A broken wrist in 2015, a hairline rib fracture in 2016, ACL/LCL tears in 2017, and a fractured back in 2018.
There’s no sugar-coating it: Wentz MUST stay healthy moving forward. With Foles gone, the Eagles are likely screwed if he gets seriously injured. I’m sure the Eagles emphasized this message to him as they offered up $128 million.
To his credit, Wentz is trying to focus on what he can control. He said he’s improved his diet. He’s worked on different training techniques.
Wentz has looked pretty healthy and sharp during OTAs so he’s off to a good start. The real challenge, of course, will be staying healthy when the real games start.
9 - Carson Wentz is someone worth betting ON — not against.
It’s this thinking that prompted the Eagles to pay a hefty price to trade up and select him at No. 2 overall in the 2016 NFL Draft.
The Eagles didn’t draft Wentz because they thought he was some kind of flawless prospect. Those players don’t really exist.

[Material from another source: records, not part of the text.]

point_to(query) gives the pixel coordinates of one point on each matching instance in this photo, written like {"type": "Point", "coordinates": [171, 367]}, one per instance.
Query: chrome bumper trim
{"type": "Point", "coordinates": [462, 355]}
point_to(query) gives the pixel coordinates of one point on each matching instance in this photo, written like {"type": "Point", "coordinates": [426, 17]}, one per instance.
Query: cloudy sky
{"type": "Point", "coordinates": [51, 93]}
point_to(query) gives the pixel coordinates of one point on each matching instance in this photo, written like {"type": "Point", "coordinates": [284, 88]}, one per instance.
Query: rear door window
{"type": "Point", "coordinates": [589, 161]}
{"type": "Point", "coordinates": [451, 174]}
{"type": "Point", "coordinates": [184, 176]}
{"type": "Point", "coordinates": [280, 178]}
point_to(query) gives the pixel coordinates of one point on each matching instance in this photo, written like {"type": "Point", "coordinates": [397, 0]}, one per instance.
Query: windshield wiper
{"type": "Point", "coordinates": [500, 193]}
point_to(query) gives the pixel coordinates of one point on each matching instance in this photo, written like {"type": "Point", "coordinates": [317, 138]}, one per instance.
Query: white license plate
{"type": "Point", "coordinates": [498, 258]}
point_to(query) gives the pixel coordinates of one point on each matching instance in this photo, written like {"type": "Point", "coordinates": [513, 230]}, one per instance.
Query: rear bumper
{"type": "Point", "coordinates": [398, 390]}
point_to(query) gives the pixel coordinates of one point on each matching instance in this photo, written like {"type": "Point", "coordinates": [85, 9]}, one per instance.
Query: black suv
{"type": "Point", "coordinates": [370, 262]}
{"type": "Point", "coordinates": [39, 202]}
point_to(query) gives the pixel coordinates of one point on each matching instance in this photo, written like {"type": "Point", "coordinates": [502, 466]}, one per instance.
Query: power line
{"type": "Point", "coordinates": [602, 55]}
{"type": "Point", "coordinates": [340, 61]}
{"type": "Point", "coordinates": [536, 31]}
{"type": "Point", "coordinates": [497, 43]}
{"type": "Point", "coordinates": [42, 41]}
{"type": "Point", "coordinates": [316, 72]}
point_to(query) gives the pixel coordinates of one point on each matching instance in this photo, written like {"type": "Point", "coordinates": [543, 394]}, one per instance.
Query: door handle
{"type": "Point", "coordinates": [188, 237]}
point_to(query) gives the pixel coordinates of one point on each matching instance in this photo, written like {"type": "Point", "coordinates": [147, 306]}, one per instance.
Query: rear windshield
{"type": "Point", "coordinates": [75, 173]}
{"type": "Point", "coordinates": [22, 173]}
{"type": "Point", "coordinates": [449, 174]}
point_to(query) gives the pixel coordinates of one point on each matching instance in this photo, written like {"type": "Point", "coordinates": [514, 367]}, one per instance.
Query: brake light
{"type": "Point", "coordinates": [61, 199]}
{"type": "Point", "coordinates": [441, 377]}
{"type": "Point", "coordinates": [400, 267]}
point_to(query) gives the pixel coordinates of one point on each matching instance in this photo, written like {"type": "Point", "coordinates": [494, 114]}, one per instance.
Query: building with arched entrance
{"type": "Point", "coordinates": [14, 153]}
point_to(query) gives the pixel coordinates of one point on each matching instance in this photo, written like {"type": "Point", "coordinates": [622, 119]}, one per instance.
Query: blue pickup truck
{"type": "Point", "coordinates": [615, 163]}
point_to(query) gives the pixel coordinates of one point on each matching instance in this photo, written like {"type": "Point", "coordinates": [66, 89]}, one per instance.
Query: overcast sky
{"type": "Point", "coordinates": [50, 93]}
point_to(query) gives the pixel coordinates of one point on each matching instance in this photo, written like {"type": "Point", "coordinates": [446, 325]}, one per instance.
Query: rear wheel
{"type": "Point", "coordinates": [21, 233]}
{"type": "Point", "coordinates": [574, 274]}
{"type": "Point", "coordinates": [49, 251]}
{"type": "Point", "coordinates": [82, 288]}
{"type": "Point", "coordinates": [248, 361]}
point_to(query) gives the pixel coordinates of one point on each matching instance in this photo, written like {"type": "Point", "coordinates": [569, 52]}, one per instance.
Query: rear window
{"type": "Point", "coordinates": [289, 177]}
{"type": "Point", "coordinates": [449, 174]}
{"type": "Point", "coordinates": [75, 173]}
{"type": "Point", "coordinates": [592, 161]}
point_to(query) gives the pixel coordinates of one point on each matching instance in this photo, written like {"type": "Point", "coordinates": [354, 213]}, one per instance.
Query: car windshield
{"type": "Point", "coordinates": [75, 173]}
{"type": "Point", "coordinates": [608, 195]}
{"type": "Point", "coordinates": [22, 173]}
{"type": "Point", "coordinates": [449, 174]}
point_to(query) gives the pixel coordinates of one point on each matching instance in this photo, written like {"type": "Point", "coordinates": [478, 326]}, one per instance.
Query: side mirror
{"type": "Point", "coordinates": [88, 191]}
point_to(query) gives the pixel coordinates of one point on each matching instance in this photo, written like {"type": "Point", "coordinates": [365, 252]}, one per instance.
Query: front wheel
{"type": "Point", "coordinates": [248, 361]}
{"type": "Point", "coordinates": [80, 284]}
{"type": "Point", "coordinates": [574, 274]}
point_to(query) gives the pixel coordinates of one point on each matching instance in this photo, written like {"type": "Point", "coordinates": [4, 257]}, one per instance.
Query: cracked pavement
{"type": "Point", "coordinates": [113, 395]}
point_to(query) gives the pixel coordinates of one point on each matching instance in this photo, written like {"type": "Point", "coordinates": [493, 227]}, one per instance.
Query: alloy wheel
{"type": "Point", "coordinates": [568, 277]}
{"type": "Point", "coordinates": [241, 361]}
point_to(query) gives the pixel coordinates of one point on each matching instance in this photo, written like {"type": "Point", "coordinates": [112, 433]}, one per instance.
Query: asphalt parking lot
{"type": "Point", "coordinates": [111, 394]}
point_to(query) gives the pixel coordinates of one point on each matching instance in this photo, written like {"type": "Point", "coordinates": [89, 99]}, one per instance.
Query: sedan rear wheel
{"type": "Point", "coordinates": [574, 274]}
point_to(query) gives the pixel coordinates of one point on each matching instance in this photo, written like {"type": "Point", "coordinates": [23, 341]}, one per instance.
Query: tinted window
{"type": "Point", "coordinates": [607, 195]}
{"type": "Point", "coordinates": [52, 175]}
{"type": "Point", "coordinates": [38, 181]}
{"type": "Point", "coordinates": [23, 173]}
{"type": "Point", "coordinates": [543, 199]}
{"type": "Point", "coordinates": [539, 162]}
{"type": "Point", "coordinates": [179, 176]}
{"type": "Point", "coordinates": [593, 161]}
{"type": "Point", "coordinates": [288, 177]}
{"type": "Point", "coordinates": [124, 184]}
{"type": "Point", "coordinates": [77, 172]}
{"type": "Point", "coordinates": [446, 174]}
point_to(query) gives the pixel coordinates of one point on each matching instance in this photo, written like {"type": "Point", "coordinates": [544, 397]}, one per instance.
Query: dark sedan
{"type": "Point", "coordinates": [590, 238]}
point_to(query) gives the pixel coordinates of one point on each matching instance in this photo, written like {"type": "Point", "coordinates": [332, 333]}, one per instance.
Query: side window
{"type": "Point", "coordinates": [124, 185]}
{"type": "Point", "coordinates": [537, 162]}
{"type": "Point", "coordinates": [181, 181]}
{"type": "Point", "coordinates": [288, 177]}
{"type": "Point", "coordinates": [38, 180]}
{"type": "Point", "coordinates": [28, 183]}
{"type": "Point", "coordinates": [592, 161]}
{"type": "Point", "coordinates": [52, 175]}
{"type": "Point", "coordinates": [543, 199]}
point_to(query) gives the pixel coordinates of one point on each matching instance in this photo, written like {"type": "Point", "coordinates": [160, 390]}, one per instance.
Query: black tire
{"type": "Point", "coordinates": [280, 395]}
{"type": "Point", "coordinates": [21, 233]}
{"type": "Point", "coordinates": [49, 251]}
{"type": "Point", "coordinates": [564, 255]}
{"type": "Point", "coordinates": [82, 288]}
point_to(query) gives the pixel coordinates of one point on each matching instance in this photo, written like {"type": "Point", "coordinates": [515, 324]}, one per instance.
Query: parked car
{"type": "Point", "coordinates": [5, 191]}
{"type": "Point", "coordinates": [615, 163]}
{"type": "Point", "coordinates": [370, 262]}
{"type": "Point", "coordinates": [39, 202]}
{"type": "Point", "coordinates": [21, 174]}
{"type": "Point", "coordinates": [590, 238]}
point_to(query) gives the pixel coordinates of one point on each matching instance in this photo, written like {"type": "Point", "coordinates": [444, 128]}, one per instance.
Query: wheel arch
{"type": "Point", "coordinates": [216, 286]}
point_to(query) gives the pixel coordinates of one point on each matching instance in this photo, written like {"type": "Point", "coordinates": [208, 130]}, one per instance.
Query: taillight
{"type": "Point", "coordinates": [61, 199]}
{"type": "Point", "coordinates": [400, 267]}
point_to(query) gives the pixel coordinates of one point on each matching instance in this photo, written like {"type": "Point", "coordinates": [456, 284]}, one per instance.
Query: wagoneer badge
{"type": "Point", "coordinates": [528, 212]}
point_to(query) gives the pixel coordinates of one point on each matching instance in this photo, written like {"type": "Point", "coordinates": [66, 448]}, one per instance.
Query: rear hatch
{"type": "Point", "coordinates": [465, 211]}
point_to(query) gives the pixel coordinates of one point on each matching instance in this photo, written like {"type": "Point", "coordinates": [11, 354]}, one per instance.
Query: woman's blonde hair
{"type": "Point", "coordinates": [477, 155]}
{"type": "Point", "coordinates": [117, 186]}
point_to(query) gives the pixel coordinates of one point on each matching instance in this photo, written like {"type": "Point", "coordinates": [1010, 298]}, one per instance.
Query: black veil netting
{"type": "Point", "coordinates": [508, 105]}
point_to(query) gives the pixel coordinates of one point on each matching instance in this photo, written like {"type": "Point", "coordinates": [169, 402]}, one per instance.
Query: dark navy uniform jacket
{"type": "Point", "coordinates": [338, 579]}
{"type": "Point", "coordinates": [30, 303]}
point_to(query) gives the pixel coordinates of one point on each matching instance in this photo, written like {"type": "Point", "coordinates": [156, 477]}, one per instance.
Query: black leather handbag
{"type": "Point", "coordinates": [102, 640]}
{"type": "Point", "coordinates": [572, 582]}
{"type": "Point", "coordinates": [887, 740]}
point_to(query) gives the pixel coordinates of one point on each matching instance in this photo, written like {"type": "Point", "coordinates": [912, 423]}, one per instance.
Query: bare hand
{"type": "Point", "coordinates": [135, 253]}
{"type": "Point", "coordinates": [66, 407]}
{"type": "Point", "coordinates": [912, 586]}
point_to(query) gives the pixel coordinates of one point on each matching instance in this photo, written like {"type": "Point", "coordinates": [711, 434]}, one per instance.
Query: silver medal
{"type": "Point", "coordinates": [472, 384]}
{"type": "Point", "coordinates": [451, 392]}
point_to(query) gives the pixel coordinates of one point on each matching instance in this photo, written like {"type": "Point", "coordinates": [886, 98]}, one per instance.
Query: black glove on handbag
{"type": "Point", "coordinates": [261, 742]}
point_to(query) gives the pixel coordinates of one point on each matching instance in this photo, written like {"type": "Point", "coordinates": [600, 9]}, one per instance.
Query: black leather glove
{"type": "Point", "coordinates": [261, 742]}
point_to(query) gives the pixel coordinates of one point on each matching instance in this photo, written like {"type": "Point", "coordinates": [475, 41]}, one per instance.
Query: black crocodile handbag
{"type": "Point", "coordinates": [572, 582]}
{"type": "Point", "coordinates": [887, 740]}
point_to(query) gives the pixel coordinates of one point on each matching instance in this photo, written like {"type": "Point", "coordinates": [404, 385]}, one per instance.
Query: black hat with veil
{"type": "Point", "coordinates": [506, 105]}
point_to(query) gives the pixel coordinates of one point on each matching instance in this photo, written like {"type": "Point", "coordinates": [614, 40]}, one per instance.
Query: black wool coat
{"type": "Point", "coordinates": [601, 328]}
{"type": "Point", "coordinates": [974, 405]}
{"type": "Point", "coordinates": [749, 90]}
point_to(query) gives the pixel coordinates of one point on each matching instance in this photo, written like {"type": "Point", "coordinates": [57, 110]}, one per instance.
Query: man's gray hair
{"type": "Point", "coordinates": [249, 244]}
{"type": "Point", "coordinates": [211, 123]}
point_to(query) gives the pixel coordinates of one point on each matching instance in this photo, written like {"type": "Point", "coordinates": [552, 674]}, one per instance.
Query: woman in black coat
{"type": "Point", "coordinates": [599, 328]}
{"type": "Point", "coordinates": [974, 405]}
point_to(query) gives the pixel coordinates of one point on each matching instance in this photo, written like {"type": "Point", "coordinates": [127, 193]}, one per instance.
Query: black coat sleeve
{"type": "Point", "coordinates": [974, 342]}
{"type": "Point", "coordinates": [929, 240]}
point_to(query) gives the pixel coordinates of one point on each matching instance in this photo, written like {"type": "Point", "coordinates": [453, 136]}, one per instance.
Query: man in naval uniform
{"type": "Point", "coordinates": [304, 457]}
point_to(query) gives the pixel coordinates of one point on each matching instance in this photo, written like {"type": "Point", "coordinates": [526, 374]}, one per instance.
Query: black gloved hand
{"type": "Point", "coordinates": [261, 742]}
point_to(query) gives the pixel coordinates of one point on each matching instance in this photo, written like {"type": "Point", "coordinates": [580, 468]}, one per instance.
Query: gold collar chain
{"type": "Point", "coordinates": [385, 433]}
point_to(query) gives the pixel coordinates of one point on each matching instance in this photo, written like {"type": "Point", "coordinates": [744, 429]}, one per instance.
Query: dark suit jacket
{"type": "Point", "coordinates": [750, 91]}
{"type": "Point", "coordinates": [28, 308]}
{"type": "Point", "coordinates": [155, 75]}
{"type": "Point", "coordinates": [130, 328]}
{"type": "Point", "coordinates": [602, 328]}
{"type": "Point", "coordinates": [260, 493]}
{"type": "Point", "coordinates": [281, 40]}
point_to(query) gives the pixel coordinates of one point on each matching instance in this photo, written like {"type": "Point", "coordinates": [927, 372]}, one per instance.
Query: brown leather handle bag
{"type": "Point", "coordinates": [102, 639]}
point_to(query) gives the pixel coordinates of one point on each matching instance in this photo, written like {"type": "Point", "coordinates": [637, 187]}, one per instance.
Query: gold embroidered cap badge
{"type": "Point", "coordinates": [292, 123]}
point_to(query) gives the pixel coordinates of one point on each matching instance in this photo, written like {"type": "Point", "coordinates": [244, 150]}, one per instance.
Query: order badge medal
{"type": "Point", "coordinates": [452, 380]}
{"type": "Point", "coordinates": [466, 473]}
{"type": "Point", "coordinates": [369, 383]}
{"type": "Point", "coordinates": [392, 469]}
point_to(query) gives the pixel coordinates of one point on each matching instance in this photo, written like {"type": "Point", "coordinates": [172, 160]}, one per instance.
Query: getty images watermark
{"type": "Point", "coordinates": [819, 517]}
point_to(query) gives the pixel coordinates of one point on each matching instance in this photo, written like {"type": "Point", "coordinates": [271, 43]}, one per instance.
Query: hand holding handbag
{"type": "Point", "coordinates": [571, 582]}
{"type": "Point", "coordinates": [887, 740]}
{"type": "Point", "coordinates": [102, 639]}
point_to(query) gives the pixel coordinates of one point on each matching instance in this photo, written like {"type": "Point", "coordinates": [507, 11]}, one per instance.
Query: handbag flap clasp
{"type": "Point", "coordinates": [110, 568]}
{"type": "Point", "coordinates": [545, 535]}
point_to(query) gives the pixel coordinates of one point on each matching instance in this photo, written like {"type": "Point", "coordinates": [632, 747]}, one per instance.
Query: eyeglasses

Rather, the Eagles drafted him because they believed he was a special talent with sharp mental acumen who would work relentlessly to improve upon his weaknesses.
Wentz has made a habit of proving people wrong. In college, Wentz had to bide his time behind non-NFL talent Brock Jensen before eventually quarterbacking North Dakota State to a Division I FCS title. A lot of people criticized the Eagles’ decision to trade up for Wentz but then he got off to a hot start in 2016. Wentz then went through some rookie struggles, which caused people to majorly doubt him in 2017. Wentz made his doubters look foolish by nearly winning MVP.
Now Wentz is back in a position where people are doubting him once again. There are people who say he’s too injury prone. He’s not clutch. He should’ve been replaced by Foles. Etc.
It feels like those people haven’t been paying attention. There’s ample reason to believe Wentz is going to bounce back in a big way in 2019. He’s healthy and has a full offseason to prep for the upcoming campaign, unlike last year. He has a strong supporting cast around him when it comes to coaching, offensive line, skill players, etc.
There’s certainly no guarantee Wentz will be as great as Eagles fans are hoping he’ll be. But there is reason to have hope and bet on him. By signng Wentz to a long-term extension, We know the Eagles feel that way. And they’re a pretty smart bunch.